CR: What are some of the ways you leverage data and analytics to improve your product offering and enrich your customers’ experiences with the brand?

AA: It surprised us how little the apparel industry utilized customer feedback to optimize products when we first started designing clothing. The needs of the customer seemed to be lost, both in fast fashion’s race to market and in traditional fashion’s 18-month lead time.

We have a philosophy called “Quantified Empathy,” in which we obsessively track each and every piece of feedback from our customers and feed that direct input back into our design process. It’s our interpretation of the scientific method for fashion, testing hypotheses and iterating to improve based on feedback. For example, before we launched our Mercury Intelligent Heated Jacket, we launched a Kickstarter campaign to formally hear from customers early on in the design process. We received hundreds of customer comments. From those comments, we determined that our women’s jacket was too short, so we actually changed the design and elongated the jacket by a few inches before launch.

CR: How important is community to your brand following and how do you go about connecting with them and raising brand awareness?

AA: We are fortunate to have a really supportive community of customers behind us. To connect with this crowd, it’s not just about engagement through product launches, but through product education as well. For example, we launched our blog Scientifically Better to give customers a deeper dive into the technology in and behind our products. Most recently, we’ve been walking people through our process as we work to become carbon-neutral as a brand. On our site, we outline exactly how we are tackling the initiative, what stage we are in now and what’s next. Like I mentioned, feedback is crucial to our development process, and we consider the relationship with our customer community as paramount to our success.

CR: Kickstarter has always been an important part of your business strategy. It’s given you a platform to successfully launch new products and a way for you to connect directly with your customers and brand loyalists. How does Kickstarter figure in to your broader financing and funding plan, especially as you continue to grow?

AA: Kickstarter has given us an incredible platform to learn from customers and validate the market need for our products in a way that wouldn’t be possible through traditional product launches.

We introduced our very first product on Kickstarter in 2012, and at the time set the record for the highest-funded fashion project, exceeding the goal by over $400,000. This experience not only validated our hunch that people wanted better-performing dress clothes, but also connected us to a budding community of future brand loyalists.
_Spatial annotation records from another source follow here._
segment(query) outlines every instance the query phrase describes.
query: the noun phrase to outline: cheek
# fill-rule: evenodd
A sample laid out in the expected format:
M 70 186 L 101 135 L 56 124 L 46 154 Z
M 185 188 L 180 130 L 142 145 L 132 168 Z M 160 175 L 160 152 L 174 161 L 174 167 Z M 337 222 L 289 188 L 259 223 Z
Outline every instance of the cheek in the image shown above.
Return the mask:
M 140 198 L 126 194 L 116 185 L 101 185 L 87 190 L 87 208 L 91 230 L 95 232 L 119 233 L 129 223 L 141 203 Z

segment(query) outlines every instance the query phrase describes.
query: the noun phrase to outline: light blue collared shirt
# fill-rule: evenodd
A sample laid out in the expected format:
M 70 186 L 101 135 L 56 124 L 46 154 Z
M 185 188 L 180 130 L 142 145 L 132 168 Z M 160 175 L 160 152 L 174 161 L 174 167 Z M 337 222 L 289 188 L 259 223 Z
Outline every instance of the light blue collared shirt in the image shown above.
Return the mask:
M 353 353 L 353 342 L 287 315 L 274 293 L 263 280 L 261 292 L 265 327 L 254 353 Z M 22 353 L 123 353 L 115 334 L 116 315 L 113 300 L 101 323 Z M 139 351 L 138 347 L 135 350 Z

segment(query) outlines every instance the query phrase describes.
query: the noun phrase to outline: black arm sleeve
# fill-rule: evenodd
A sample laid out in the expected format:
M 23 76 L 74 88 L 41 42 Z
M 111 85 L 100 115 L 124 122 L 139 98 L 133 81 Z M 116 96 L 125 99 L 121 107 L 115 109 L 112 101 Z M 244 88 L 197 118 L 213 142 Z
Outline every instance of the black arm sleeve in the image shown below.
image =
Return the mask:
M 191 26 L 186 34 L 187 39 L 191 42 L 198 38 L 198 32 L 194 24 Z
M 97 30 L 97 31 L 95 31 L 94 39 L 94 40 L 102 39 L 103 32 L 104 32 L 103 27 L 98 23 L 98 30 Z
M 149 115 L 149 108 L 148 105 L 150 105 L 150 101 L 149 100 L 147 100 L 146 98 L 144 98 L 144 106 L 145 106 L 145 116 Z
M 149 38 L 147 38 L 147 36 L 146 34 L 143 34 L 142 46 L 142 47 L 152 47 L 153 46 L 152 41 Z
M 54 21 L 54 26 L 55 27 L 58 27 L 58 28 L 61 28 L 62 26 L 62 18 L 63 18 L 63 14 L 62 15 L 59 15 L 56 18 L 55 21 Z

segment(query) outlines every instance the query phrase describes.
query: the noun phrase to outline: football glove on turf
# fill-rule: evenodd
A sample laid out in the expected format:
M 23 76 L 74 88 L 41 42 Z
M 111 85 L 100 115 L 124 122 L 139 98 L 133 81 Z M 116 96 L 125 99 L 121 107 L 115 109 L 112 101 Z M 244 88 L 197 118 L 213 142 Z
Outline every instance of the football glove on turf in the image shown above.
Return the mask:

After a hiatus of a few years, we returned to Kickstarter in 2018 to launch Mercury, the first-ever intelligent heated jacket. Because the jacket was the first-of-its-kind, we wanted to leverage the platform to validate demand for the product and garner feedback on the design before officially launching it to the market. It was a tremendous success — once it was live on Kickstarter, the jacket shattered our $72,000 goal, raising more than $600,000.

While we have no immediate plans to launch another product on Kickstarter, it’s an enormously valuable platform for our brand and has helped us to build the supportive and engaged community we have today. As a venture-backed company with seven years of experience, we use Kickstarter less as a fundraising tool for our core business, but more to test experimental products and engage with customers.

CR: If you were giving advice to a young entrepreneur today, what would your best piece of wisdom be looking back now?

AA: An investor once told me that it’s not about convincing non-believers — it’s about finding believers. Starting a brand from scratch takes a lot of focus, so it’s incredibly important to put blinders on to the people who will never “get it,” and nurture the community that has your back. This applies to both customers and your internal team.